Because he was a civil servant Hilyer was not able to participate in politics overtly. He was, however, the founder of the Correspondence Club which was designed to influence public opinion, media representation and public policy as they affected the black community. The membership of this club was limited to only twelve people and its existence was never publicized. In essence, the Correspondence Club was a secret lobbying organization for the black race. As a member of the National Association for the Advancement of Colored People (NAACP), Hilyer also lent his efforts to the struggle against racial injustices. He showed his support for other empowerment initiatives, and was present at the first meeting of Booker T. Washington’s National Negro Business League in 1900. He held a position on the Board of Trustees at Howard University and he advocated for liberal and professional education. He was also a supporter of industrial education, participated in Hampton institute conferences, and sent one of his sons, Franklin, to Armstrong, the industrial high school in Washington, D.C. He was also the chairman of the Committee of Business and Labor in D.C.

==Other interests==
Alongside his federal employment, Hilyer also dabbled in real estate investment – buying, developing and selling properties. He was also an acclaimed inventor, receiving patents in 1900 for his inventions of a hot-air register and a water evaporator for a hot-air register. He enjoyed literature and the arts, and was a member of the Bethel Literary and Historical Association as well as the Muso-Lit Club. The establishment of the S. Coleridge-Taylor Choral Society was as a result of Hilyer and his first wife.

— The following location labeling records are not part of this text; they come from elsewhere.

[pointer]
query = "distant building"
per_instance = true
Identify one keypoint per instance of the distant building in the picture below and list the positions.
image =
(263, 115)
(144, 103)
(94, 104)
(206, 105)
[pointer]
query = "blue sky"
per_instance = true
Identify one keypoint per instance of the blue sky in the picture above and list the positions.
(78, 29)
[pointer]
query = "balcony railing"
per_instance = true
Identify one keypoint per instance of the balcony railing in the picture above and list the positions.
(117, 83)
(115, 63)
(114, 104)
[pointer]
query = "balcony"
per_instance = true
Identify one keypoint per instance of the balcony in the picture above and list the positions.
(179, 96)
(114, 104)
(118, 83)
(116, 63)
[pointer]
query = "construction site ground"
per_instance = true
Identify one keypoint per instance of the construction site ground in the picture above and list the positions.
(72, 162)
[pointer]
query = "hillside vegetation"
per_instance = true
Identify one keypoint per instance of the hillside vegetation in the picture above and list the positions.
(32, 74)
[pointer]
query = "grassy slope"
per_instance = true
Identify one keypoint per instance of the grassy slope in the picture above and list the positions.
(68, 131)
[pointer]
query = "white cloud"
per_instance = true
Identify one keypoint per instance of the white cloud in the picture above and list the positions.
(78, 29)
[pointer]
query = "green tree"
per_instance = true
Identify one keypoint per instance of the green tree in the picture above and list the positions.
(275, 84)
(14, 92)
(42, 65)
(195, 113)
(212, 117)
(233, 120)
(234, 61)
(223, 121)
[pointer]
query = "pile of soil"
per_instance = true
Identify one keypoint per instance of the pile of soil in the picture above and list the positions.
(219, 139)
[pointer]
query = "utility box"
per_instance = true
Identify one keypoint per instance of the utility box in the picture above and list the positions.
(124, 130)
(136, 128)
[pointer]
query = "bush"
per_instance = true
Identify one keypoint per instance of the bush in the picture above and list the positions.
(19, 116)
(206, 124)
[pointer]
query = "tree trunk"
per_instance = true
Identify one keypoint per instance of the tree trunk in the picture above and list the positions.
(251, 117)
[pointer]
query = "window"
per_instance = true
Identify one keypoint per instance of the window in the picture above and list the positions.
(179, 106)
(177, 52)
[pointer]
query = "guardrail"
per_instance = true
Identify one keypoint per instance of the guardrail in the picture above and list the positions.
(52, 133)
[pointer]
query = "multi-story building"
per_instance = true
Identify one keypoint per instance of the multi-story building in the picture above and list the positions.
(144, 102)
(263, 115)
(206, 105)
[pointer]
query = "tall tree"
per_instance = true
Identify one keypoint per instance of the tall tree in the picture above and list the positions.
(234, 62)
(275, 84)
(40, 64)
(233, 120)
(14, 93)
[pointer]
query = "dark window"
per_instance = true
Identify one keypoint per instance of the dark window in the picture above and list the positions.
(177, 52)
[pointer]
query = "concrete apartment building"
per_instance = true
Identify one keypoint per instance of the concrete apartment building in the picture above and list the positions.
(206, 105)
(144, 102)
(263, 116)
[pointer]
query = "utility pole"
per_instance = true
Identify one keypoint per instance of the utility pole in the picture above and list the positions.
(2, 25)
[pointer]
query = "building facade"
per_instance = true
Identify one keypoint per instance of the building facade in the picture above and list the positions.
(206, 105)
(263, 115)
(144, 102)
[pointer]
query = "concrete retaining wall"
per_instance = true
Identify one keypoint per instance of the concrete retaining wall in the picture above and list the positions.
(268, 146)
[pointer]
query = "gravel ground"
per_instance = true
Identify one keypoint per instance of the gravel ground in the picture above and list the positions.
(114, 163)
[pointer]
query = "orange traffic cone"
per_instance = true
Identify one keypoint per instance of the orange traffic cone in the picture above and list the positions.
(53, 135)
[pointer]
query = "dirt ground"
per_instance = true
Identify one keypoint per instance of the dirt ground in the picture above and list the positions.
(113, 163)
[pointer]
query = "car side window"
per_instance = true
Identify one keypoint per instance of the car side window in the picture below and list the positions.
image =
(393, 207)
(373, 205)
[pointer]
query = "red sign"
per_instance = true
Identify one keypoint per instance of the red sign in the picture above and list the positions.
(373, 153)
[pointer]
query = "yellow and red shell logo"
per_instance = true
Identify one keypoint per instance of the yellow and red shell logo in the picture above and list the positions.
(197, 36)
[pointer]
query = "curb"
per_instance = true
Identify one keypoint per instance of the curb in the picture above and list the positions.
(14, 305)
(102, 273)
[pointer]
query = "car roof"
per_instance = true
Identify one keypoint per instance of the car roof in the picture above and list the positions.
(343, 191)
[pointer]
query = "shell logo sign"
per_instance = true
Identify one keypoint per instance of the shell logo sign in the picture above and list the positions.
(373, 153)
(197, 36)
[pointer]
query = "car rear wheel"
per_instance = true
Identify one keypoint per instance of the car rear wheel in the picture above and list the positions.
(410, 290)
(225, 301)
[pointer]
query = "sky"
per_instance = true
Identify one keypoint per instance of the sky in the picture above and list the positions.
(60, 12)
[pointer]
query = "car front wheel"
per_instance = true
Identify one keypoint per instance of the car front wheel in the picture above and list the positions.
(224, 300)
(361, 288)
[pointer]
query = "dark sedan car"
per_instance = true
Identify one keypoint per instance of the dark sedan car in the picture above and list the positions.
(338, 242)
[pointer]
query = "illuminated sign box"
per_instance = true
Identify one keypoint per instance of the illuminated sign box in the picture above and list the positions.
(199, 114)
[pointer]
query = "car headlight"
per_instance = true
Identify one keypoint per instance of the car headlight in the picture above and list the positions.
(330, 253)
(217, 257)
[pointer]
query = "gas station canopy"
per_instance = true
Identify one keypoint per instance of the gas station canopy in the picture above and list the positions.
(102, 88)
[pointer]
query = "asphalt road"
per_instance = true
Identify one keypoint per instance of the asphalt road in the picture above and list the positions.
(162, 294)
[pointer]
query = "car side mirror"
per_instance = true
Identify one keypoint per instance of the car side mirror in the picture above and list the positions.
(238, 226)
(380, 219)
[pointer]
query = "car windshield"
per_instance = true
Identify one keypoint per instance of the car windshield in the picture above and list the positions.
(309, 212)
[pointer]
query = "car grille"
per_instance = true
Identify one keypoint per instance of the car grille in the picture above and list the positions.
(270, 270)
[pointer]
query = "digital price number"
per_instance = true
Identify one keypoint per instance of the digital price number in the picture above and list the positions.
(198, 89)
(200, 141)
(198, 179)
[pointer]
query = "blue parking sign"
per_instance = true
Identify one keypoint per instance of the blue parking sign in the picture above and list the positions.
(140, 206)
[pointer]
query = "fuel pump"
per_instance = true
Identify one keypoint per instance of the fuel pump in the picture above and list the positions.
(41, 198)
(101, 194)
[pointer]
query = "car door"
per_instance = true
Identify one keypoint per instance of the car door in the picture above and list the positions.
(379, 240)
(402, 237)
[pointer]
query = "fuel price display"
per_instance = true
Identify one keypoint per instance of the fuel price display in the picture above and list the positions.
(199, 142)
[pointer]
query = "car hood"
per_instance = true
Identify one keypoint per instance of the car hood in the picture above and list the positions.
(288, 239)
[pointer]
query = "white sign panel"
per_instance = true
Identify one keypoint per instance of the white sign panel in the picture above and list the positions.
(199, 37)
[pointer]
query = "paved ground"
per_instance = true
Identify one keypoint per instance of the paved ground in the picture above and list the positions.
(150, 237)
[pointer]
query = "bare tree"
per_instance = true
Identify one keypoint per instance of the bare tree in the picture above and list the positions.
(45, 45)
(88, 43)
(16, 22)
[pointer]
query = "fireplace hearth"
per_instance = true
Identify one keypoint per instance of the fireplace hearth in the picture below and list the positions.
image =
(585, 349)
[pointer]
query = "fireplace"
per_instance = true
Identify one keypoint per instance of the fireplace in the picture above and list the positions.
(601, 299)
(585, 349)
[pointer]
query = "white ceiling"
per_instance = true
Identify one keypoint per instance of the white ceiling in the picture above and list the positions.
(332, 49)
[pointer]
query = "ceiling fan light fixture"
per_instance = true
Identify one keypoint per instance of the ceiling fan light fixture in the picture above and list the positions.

Mamie Elizabeth had a passion for music and through her dedication the pair even managed to organise concerts on two separate occasions at which the Samuel Coleridge-Taylor himself performed.

==Death==
Hilyer died at his home on January 13, 1925. Funeral services were held on Jan. 16 in Rankin Memorial Chapel, Howard University, and he was buried in Harmony Cemetery, Washington, D.C. His home is still part of the Howard University campus today and is used for administrative offices.